この春,当園のホオアカトキで抱卵が見られました。

今年は,2つの巣箱で抱卵を確認しました。
トキの抱卵期間は約1箇月。
20日前後経過した時点で,発生状況の確認のため検卵を行います。
通常検卵のために卵を採るときには擬卵を抱かせるのですが,何しろホオアカトキの孵化を待つのは数年ぶりの事。
トキの擬卵が見つからず,代わりに水禽の擬卵と交換しました。

スライド映写機の光源を利用して検卵を行います。
基本的な検卵の方法はニワトリと一緒。
血管が走っているか,気室の様子がどうなっているかを確認します。

結果,片方のペアはすべて有精卵,もう片方のペアはすべて無精卵と判明。
無精卵を抱いていたペアは腐敗の恐れがあるためそのまま擬卵を抱かせ,有精卵は元に戻しておきます。

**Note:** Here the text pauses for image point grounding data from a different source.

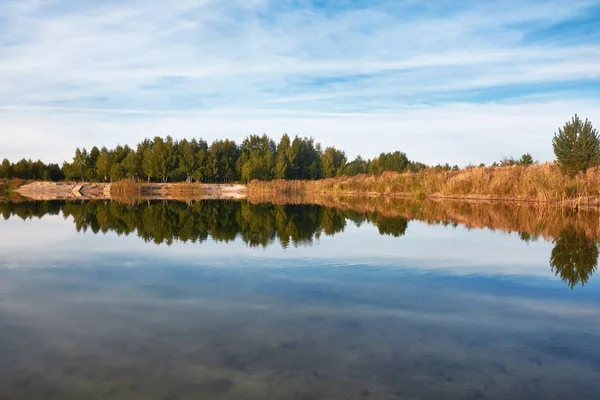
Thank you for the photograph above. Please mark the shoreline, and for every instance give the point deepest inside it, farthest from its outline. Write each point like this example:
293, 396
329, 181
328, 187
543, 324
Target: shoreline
44, 191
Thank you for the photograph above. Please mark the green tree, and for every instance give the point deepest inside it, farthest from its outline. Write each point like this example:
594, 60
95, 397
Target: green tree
333, 162
130, 165
6, 169
576, 146
283, 164
103, 164
526, 159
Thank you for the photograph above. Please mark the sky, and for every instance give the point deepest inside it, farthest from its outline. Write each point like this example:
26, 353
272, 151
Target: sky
444, 81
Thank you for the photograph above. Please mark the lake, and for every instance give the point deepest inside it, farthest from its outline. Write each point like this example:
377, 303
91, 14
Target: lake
373, 299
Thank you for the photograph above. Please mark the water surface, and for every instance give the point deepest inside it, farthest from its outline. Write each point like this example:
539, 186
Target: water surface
233, 300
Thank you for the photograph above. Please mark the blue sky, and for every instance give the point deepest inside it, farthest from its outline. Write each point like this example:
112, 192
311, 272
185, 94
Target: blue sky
455, 81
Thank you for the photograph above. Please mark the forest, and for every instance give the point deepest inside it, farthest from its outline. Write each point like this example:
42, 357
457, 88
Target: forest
169, 160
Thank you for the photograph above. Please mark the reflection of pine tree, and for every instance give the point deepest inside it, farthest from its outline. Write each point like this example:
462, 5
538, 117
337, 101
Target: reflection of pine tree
574, 257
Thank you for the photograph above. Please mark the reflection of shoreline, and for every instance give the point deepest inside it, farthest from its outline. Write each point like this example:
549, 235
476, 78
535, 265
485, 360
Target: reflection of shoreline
298, 221
533, 220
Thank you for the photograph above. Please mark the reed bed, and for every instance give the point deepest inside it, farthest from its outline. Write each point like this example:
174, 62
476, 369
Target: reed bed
538, 183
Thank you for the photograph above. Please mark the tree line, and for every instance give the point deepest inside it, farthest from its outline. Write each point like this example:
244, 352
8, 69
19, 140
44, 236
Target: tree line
169, 160
576, 146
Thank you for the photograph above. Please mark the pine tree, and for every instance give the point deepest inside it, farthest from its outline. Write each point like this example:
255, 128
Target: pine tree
576, 146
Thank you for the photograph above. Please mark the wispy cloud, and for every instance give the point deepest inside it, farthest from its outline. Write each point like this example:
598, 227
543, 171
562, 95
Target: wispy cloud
485, 80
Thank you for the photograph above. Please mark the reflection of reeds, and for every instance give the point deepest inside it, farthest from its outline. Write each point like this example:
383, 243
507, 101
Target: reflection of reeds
533, 219
540, 183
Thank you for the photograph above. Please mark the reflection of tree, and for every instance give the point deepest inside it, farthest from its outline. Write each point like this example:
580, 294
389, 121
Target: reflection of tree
574, 256
167, 221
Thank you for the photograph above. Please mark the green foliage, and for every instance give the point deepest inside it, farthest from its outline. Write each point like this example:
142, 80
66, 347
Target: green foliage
257, 157
526, 159
333, 163
396, 162
576, 146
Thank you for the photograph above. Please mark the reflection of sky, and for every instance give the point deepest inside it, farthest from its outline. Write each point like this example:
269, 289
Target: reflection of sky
451, 250
442, 312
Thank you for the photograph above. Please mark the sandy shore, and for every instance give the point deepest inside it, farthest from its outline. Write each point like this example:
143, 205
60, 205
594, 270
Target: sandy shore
102, 191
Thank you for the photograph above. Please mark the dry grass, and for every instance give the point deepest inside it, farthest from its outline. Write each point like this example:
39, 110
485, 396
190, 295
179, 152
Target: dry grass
8, 186
130, 189
539, 183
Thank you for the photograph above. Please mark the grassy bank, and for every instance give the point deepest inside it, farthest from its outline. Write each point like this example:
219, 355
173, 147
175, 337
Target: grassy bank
7, 187
539, 183
130, 187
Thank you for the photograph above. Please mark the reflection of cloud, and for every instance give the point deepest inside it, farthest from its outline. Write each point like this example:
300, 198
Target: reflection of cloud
110, 72
424, 249
391, 331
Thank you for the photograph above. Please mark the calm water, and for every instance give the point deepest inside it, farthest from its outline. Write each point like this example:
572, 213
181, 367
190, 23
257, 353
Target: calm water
229, 300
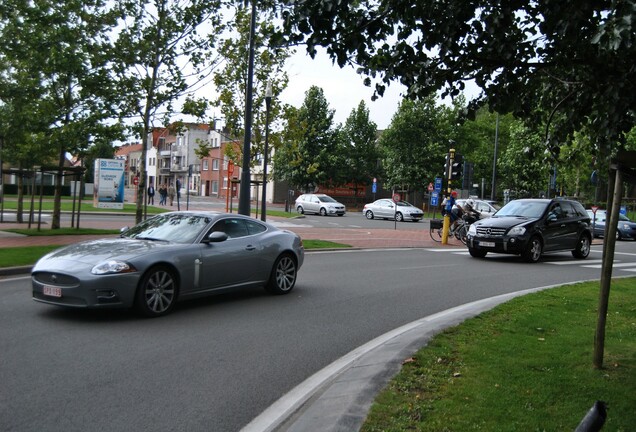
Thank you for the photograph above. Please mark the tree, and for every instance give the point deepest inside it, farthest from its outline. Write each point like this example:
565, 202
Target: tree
415, 144
307, 156
162, 55
524, 166
360, 148
565, 65
57, 50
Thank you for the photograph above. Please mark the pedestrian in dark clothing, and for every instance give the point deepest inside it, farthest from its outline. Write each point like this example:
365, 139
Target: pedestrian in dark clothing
151, 195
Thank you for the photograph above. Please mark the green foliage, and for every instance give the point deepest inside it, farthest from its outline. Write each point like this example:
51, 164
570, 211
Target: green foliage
416, 143
309, 154
163, 50
519, 367
231, 80
360, 148
56, 89
524, 166
561, 65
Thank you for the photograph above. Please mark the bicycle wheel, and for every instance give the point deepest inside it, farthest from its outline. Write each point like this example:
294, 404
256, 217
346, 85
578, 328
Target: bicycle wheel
462, 233
436, 234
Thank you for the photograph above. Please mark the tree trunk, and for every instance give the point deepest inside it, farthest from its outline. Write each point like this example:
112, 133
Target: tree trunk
614, 194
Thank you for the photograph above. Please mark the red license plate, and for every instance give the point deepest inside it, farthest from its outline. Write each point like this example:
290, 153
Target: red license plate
52, 291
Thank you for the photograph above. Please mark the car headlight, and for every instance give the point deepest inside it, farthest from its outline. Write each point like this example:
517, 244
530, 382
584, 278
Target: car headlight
112, 267
517, 231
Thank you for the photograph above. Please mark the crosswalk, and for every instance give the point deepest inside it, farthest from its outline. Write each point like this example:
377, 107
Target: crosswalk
587, 263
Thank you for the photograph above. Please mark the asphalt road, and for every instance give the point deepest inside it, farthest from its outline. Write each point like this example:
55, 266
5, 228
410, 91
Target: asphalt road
215, 364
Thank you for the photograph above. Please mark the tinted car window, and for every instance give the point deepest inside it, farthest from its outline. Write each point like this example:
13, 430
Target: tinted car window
234, 228
255, 227
523, 208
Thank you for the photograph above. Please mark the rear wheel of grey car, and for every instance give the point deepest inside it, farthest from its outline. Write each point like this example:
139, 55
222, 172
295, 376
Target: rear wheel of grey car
283, 277
533, 250
582, 247
157, 292
477, 253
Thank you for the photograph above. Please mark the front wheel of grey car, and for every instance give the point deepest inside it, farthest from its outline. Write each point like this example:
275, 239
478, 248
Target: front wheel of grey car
283, 277
157, 292
582, 247
533, 250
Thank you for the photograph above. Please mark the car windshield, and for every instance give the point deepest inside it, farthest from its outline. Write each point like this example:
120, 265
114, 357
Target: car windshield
529, 209
178, 228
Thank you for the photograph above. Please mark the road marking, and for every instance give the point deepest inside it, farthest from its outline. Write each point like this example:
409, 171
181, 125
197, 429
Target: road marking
575, 262
613, 265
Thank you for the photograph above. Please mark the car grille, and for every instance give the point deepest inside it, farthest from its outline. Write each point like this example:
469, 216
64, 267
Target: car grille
491, 232
57, 279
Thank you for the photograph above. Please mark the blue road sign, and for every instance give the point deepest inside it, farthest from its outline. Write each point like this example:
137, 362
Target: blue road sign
434, 198
438, 184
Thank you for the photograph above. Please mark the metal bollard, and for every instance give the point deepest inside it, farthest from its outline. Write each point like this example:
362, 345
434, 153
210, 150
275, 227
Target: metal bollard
594, 419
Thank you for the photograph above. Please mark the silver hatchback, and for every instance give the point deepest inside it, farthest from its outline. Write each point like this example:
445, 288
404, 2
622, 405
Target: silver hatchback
320, 204
387, 209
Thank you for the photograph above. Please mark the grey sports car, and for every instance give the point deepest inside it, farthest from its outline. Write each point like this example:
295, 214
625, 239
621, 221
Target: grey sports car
168, 257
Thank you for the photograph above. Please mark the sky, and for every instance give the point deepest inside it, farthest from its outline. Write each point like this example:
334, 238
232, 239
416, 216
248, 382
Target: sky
343, 88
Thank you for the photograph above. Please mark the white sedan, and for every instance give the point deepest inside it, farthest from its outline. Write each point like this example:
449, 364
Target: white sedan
388, 209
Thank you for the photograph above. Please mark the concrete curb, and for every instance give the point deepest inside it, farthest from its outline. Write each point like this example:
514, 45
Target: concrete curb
338, 398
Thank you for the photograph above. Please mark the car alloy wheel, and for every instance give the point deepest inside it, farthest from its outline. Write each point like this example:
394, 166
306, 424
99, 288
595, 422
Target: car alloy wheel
533, 250
283, 277
157, 292
582, 247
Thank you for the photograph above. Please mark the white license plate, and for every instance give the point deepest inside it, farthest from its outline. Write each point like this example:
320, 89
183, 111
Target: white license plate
52, 291
487, 244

こちらは,次回以降擬卵として使用するために穴をあけた無精卵。
腐敗が進んでいたらしく,歯科用ドリルで穴を開けた途端に腐敗液が飛び散るハプニングもありました。
動物園獣医あるあるのようで,上司の獣医師達から「一度は経験することだ」と言われました。

残念ながら,その後孵化には至らなかったのですが,発生状況の確認など知見を得ることができました。
来年度も産卵が観察されたら,またご報告したいと思います。